Langzamerhond kent iedereen Skip. De vrolijke Buhund is er
een graag geziene gast, zo lang hij maar beneden door het struikgewas rent en
niet onaangelijnd loopt op de verhoogde dijk zelf. Bij regenweer, gladheid of
als het rustig is en we niemand hinderen, zijn we graag burgerlijk ongehoorzaam
en loopt Skip gewoon los. Enkele joggers trakteren zelfs steevast op
hondenkoekjes. Skip helpt mee aan de dijkbewaking door de aanwezige konijnen-
en mollenpopulatie in bedwang te houden.

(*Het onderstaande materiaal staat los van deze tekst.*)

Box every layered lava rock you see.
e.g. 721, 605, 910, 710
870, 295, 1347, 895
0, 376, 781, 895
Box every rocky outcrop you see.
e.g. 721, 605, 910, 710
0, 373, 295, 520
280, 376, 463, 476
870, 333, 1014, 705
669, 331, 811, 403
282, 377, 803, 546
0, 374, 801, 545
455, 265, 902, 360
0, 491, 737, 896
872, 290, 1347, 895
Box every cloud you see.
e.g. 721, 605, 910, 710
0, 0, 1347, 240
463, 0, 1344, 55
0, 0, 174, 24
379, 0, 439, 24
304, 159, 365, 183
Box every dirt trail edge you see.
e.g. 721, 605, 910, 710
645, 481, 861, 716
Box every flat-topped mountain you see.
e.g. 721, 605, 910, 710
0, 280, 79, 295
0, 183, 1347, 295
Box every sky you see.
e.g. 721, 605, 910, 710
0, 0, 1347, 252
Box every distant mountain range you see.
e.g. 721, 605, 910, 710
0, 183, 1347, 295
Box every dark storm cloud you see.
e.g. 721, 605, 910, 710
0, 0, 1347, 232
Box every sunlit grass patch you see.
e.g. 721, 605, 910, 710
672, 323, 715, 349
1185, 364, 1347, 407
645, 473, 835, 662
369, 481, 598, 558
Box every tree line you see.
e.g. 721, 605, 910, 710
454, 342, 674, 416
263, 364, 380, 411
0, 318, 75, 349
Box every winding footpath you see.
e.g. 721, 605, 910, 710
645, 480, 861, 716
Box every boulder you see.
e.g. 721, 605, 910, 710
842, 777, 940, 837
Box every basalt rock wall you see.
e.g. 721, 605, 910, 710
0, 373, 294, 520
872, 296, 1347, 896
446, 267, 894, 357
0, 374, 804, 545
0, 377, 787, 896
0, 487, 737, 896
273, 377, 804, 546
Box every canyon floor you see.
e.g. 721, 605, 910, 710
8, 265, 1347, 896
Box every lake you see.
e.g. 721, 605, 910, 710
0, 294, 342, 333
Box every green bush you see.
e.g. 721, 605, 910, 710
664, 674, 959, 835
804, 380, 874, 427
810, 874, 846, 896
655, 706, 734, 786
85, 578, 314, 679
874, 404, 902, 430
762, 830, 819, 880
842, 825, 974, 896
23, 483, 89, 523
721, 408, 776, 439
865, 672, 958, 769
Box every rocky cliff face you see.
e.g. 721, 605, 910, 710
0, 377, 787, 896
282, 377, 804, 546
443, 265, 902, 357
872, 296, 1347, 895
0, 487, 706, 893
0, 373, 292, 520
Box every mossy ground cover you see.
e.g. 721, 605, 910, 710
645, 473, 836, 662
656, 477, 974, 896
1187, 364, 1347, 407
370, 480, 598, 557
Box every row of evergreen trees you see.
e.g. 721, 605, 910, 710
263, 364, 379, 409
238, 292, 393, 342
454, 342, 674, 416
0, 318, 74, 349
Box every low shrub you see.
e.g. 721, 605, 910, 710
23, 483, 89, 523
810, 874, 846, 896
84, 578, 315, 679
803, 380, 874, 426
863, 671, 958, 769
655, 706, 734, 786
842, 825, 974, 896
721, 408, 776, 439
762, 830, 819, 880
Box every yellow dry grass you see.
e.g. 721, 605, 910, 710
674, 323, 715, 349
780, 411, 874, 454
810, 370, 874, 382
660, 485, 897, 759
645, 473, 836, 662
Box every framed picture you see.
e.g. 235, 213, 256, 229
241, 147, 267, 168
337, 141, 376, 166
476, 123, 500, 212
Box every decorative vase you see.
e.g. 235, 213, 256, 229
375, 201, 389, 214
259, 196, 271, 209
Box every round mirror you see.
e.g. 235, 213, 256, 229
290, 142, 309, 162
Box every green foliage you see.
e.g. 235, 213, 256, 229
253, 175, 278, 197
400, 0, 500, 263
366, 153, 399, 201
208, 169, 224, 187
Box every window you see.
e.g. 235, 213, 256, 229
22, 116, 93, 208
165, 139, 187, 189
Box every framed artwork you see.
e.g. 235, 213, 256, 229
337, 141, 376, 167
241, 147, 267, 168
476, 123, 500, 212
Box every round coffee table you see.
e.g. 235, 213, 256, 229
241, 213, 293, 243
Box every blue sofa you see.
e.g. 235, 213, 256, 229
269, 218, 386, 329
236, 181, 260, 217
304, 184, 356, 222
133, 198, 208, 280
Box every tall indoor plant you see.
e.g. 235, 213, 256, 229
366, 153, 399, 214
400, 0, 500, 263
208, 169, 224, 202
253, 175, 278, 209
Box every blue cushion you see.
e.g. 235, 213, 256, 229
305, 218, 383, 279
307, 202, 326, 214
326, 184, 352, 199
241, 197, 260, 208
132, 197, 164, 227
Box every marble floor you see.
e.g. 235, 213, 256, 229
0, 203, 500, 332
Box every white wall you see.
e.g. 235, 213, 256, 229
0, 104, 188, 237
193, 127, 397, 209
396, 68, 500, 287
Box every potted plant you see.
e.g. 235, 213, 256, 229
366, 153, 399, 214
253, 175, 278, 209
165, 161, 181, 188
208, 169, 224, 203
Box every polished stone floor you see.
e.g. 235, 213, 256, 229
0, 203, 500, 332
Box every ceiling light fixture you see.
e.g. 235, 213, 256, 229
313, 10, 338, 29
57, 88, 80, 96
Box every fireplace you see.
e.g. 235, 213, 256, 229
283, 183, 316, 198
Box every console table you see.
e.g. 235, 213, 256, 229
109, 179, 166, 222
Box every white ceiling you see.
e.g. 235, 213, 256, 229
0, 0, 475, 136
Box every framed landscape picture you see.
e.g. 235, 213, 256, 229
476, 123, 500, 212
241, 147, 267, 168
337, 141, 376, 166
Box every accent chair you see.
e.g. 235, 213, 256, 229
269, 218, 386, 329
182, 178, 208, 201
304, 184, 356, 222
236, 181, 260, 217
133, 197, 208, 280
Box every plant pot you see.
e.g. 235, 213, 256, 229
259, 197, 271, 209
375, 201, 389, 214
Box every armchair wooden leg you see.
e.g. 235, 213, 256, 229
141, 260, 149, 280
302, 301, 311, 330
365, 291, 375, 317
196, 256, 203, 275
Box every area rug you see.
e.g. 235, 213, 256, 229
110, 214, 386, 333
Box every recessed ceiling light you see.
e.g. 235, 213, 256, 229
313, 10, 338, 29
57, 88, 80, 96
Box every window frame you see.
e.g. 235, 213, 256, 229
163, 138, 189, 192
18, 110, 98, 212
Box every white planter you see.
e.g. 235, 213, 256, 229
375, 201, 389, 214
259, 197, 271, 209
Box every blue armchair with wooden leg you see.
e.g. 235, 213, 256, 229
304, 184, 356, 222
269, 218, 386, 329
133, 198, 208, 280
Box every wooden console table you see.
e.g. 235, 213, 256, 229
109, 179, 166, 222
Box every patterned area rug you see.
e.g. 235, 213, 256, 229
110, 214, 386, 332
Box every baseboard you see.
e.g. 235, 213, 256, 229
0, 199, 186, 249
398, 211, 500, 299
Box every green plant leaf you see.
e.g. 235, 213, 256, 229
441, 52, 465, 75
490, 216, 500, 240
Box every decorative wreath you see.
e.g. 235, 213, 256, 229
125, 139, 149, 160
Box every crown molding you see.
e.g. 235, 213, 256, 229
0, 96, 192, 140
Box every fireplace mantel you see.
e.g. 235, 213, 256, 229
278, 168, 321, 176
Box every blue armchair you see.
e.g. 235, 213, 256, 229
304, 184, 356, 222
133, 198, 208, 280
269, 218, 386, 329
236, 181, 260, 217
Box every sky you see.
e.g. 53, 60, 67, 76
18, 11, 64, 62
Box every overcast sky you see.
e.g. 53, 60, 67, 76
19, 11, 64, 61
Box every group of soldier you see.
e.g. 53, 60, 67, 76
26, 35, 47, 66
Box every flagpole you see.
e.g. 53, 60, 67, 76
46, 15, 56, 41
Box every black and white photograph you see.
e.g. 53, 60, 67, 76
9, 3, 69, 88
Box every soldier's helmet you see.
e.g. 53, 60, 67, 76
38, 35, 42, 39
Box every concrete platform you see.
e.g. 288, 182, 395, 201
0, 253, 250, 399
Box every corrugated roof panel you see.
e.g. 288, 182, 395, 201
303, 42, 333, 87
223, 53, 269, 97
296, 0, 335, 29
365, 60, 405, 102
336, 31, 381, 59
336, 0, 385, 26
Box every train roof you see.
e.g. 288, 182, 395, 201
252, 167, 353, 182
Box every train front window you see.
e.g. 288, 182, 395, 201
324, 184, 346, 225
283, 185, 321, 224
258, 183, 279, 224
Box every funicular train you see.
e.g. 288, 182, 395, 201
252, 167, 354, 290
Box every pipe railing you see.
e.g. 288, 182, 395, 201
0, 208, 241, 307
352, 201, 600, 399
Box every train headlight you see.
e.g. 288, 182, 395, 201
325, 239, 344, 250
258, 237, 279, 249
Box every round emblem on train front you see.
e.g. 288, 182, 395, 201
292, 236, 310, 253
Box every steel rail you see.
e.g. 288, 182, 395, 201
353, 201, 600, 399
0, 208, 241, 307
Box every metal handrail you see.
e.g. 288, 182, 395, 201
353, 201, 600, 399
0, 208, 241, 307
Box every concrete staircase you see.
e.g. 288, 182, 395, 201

Voor de zuurkijkende ochtendfietser op
weg naar zijn werk zorgt hij voor een vrolijke noot met zijn grappige
huppeltje.
Plompverloren staat er op een dag een ijzeren paal met een
gloednieuw naambordje erop bevestigd: VIKINGPAD. Even stond ik perplex en dacht:
goh, wat enig, het pad is naar onze blonde Viking vernoemd. Of het zo had
moeten zijn, droeg ik het fototoestel bij me. Het werd een onofficiële
onthulling zonder publiek en fanfare. Vol trots poseert de prille VIP met het
straatnaambordje voor de camera. Ietwat verdwaasd en opgetogen wandelen we daarna
door.
De droom spat snel uit elkaar als we een stuk verderop het
gebouw van de plaatselijke kanovereniging zien liggen. Het houtwerk krijgt net
een fris likje verf. Op een rond bord dat tegen de gevel gehangen wordt, lees
ik kanovereniging Viking. Het lijkt me aannemelijker dat het pad daar naar is
vernoemd. Ik besluit geen navraag te doen bij de gemeente hoe het werkelijk
zit. Soms is fantasie leuker dan de realiteit. Voor ons is het voortaan Skips
paadje.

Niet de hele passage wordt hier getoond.